Most of the coding region of rat ACTHβ–LPH precursor gene lacks intervening sequences

Abstract

The peptide hormones ACTH, β-endorphin, α- and β-melanotropin(MSH) and possibly γ-MSH are synthesized in the pituitary gland by the processing of a 32,000-molecuIar weight (MW) polypeptide called proopiomelanocortin (POMC)^1–5. The existence of a further precursor (pre form) to POMC containing an additional N-terminal ‘leader’ peptide has been suggested by analysis of the in vitro translation products of poly(A)-containing RNA from AtT-20 cells, a mouse ACTH-producing cell line of pituitary origin⁶. Nakanishi et al.⁷ cloned and sequenced a cDNA copy of the bovine prePOMC mRNA. This sequence confirmed the known structure of the carboxyl half of POMC and revealed the presence of a new MSH-like moiety, γ-MSH, within the 16,000-MW amino half of the precursor (16K fragment).
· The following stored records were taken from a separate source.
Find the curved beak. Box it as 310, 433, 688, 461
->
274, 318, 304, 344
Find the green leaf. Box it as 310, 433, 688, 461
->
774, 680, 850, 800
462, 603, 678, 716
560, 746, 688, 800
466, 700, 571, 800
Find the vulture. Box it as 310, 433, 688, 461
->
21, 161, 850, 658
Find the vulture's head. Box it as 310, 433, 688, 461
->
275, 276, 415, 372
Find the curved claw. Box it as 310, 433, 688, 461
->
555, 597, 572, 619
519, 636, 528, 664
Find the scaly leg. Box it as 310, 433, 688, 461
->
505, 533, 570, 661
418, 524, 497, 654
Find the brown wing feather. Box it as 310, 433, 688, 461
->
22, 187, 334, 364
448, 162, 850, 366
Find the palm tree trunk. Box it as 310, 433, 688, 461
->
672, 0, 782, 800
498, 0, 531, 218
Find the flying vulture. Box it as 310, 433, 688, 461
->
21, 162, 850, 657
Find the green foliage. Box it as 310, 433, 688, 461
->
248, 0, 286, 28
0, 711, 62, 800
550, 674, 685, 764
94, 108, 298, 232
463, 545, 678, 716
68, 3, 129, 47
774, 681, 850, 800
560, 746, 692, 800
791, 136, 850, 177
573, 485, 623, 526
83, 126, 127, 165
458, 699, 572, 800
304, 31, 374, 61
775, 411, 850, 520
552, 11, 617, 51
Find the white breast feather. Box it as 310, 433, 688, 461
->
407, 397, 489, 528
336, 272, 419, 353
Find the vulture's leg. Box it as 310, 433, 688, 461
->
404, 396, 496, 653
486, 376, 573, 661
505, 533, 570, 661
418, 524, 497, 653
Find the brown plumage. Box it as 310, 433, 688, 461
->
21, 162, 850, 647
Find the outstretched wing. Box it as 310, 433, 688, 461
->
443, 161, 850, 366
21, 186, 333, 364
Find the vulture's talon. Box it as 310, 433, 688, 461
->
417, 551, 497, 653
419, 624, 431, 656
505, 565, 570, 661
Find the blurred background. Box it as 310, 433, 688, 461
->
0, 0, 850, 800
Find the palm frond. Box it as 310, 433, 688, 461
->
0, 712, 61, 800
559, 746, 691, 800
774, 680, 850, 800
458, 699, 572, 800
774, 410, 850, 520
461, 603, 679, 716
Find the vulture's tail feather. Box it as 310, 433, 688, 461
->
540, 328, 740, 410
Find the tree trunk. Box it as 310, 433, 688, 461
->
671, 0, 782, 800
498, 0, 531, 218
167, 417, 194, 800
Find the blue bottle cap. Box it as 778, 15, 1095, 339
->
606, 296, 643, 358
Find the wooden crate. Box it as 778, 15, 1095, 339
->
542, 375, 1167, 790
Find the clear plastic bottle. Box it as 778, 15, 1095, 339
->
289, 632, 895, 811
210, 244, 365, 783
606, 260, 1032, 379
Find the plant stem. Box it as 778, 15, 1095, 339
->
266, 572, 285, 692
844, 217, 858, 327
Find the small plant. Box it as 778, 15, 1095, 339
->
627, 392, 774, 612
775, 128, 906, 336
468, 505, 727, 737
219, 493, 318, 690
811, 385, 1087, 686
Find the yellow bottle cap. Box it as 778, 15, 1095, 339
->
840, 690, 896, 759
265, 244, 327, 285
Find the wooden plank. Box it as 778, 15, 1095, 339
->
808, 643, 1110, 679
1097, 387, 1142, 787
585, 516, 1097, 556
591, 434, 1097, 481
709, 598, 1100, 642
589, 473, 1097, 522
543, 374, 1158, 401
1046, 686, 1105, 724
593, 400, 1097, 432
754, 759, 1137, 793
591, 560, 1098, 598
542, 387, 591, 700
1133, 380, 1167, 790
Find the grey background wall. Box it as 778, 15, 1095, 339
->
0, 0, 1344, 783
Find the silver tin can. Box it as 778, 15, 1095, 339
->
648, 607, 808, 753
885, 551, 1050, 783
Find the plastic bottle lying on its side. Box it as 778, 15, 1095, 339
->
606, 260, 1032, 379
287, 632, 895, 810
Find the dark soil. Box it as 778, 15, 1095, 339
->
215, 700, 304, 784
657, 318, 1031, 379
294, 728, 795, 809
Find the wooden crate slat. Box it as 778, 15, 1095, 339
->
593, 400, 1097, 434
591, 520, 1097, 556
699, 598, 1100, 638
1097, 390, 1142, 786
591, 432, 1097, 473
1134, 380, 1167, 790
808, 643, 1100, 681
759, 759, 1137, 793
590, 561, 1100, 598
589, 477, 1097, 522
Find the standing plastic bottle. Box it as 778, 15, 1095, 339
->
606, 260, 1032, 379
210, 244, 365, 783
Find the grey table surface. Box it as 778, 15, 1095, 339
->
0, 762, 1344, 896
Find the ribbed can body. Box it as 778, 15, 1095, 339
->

Recent experiments have suggested that this peptide may act in synergy with ACTH to increase corticosterone and aldosterone production in vivo and in vitro^8,9. We have now isolated from a rat genomic DNA library¹⁰ a segment of a DNA encoding most of POMC, using as probe a mouse 144-base pair cloned cDNA fragment encoding β-MSH and β-endorphin¹¹. The cloned rat gene is one of two (or more) closely related POMC genes. The DNA sequence obtained shows that the cloned POMC gene is not interrupted by any intervening sequence (IVS) between the codon for amino acid 19 and the presumptive poly(A) addition site. This region of POMC encodes all the biologically active peptides mentioned above. The DNA sequence encoding the putative γ-MSH and the coding sequence that precedes it are highly conserved between rat and cow. This may indicate an as yet unrecognized biological function(s) for the NH₂-terminal portion of the 16K fragment.